Allele frequencies estimated from a DCA population can fluctuate significantly over a period of just 2–3 days (Moritz et al. 2007; Collet et al. 2009). Whether these differences are attributable to sampling error or real changes in population allele frequencies is an open question. We detected significant differences in allele frequency over the seasons evaluated. However, our data show that when allele frequencies estimated from the annual drone population are used a priori for the analysis of monthly data (method (ii) in Figure 1), the number of inferred families remained similar to those based on allele frequencies estimated from each month’s data (method (iii) in Figure 1 ) (Table III). This indicates that fluctuations in allele frequencies over time have no material impact on the numbers of colonies inferred. Thus, if repeated sampling is required because the sample size is low, data from the repeated samples can be pooled with confidence. In this case, the research question should be taken into an account to assess whether repeated sampling is warranted, and how long the study period should be.

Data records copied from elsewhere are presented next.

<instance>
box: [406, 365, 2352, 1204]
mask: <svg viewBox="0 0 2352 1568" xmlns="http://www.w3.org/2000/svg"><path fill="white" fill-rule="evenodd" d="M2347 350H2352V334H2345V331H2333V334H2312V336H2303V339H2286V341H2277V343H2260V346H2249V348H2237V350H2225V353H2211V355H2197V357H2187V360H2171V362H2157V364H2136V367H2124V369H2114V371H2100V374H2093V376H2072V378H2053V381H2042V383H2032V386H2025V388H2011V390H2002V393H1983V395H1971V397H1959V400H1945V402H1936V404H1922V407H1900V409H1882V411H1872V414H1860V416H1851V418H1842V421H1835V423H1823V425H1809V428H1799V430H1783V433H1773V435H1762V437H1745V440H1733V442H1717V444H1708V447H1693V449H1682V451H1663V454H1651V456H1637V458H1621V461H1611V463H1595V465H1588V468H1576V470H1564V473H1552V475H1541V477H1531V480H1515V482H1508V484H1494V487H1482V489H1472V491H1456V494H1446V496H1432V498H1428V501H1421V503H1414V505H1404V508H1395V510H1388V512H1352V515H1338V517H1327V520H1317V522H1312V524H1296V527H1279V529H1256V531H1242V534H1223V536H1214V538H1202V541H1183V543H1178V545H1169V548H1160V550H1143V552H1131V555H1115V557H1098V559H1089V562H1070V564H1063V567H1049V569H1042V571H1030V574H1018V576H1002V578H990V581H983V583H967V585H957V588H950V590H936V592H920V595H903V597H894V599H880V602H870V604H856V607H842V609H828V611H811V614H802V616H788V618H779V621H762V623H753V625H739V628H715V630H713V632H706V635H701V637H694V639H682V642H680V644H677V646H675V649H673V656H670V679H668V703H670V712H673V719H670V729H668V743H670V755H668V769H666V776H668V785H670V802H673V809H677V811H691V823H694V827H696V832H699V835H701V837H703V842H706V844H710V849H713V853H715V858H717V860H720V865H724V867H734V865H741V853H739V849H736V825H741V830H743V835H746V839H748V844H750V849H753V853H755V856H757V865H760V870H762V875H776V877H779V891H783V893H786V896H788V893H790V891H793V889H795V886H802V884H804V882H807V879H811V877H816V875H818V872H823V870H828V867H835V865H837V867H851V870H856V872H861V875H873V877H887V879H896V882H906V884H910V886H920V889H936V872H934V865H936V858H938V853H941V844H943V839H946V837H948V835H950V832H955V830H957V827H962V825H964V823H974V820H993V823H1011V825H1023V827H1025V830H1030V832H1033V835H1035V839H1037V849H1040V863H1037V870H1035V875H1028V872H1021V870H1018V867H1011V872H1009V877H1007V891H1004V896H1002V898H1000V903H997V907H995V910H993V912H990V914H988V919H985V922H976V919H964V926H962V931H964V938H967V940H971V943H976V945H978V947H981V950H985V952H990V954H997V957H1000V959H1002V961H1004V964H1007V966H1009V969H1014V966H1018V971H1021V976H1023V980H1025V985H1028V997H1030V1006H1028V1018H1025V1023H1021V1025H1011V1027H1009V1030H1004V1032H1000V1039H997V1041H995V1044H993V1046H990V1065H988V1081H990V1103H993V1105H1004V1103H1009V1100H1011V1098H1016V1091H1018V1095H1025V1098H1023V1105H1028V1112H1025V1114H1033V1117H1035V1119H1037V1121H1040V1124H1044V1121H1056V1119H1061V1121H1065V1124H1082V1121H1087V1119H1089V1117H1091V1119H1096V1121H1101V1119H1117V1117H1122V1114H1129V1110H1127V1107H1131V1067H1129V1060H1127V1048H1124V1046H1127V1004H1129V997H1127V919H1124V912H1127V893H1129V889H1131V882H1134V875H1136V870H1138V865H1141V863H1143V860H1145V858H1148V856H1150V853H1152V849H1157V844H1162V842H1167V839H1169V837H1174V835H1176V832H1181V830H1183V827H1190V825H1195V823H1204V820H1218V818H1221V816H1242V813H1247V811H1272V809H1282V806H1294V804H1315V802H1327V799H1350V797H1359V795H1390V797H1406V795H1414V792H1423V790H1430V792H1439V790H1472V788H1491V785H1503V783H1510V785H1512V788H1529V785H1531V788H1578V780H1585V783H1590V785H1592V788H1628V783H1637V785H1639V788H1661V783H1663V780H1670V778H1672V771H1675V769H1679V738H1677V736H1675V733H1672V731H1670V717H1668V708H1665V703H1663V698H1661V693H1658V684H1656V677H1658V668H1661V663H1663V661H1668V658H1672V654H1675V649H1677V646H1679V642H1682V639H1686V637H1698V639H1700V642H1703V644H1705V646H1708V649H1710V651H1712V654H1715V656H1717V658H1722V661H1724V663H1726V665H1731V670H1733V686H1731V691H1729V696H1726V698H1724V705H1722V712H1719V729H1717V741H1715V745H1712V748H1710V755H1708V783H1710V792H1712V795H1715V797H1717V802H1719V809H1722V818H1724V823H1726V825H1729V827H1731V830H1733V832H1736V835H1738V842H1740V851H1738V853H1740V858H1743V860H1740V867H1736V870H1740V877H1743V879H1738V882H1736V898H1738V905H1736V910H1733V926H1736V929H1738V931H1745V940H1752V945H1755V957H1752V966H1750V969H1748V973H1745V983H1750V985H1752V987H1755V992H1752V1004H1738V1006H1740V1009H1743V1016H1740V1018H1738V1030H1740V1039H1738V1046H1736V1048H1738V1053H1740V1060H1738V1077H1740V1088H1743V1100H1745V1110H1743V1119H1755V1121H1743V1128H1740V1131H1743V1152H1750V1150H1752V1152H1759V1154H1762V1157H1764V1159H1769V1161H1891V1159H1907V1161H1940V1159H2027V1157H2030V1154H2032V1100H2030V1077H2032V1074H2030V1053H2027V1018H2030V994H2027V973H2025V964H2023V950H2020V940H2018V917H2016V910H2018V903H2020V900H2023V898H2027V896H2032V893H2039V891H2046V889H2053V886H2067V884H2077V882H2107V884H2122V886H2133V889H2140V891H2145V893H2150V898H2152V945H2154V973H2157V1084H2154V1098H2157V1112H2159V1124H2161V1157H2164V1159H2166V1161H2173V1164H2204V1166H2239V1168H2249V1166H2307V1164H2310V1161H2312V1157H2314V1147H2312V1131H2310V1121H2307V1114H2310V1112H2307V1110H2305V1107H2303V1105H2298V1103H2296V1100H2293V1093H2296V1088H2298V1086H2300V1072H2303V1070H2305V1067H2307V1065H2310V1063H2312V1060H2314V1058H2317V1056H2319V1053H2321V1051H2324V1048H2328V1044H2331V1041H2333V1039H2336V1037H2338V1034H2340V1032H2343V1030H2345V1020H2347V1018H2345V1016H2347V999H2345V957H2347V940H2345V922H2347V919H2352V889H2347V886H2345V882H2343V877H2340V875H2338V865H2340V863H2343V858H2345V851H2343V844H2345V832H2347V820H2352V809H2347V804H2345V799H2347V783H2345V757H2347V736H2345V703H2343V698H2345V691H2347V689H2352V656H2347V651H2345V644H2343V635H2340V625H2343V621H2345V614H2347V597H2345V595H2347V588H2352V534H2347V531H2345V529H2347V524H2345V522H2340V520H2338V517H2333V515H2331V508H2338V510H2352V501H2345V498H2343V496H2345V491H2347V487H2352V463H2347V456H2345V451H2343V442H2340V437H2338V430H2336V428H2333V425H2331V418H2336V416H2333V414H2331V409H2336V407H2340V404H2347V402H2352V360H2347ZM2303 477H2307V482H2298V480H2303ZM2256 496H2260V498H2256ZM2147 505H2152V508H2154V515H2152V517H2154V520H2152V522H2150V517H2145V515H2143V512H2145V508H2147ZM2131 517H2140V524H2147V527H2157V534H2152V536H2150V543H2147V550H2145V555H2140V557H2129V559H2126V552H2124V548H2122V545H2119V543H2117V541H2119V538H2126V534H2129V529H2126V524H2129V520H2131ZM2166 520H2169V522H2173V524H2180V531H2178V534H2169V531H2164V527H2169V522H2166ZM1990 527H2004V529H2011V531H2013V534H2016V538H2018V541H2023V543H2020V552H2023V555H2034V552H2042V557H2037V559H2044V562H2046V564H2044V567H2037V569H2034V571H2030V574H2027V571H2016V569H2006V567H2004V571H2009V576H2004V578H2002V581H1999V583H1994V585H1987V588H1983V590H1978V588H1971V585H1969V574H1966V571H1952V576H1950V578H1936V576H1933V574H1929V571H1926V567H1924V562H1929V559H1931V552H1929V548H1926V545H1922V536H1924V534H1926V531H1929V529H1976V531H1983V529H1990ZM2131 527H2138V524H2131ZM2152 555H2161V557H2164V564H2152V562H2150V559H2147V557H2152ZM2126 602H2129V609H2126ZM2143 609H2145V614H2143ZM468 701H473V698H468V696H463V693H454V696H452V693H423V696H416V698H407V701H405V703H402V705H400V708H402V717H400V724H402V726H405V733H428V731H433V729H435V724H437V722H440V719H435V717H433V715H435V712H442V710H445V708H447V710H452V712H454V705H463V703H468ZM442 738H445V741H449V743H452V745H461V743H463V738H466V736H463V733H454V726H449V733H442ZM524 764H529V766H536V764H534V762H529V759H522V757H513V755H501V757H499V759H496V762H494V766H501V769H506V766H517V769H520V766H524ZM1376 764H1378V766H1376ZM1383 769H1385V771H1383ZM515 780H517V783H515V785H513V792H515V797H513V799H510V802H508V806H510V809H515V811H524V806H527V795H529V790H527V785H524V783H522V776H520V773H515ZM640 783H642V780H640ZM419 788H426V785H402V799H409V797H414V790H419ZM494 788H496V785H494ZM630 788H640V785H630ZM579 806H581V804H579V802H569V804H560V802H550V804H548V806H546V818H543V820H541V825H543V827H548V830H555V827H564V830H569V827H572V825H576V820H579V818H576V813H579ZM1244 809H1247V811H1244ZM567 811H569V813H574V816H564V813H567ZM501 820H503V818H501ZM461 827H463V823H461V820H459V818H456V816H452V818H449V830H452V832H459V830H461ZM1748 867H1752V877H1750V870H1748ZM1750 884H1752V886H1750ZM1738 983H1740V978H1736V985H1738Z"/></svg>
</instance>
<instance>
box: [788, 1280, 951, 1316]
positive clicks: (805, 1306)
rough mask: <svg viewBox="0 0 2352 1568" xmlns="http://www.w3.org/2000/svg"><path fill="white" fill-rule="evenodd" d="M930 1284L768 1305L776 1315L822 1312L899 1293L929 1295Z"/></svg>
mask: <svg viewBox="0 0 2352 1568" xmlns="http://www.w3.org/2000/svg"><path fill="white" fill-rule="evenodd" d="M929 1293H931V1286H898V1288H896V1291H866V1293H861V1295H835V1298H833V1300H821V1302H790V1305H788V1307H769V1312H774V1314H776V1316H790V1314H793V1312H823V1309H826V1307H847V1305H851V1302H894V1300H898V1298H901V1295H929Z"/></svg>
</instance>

Our study shows that drone sampling should not be conducted until at least 1 month after drones first appear at a DCA after winter, and at least 1 month before drones cease flying in winter. Although the number of families found in each month was variable (Table I), comets of drones were present from October to March at both locations in each year, whereas the presence of comets was uneven in September and April. Therefore, the time of the year that sampling is conducted is likely to have a material influence on the accuracy of the estimates of colony density that are obtained.

5 Conclusions

In an environment where the density of colonies is unknown, an a priori goal for sample size is unknown, as it depends on the number of colonies present in the environment (Utaipanon et al. 2021). (Of course, sample size should always be as large as is practicable, within the constraints of a field trip.) Where the actual colony density is very low, small sample sizes (c.a. 200 drones) are likely to be adequate. If the density of colonies is high, higher sample sizes are necessary (> 3000 drones) (Utaipanon et al. 2021). Our study suggests that there is no harm in collecting drones over a period of a week or even months; allele frequencies, real or due to sampling error, do not fluctuate sufficiently to be cause for concern. This property of drone populations and maximum likelihood estimates of allele frequencies means that researchers can analyse an initial sample and return to the field to collect additional samples if the average number of drones per family turns out to be inadequate. Such a protocol will maximise the efficiency of the method. It is also possible to fit the data to a truncated Poisson distribution to estimate the number of non-sampled colonies (Baudry et al. 1998), but because the distribution of family size is often a poor fit to the Poisson distribution, we suggest that additional samples should be obtained wherever possible.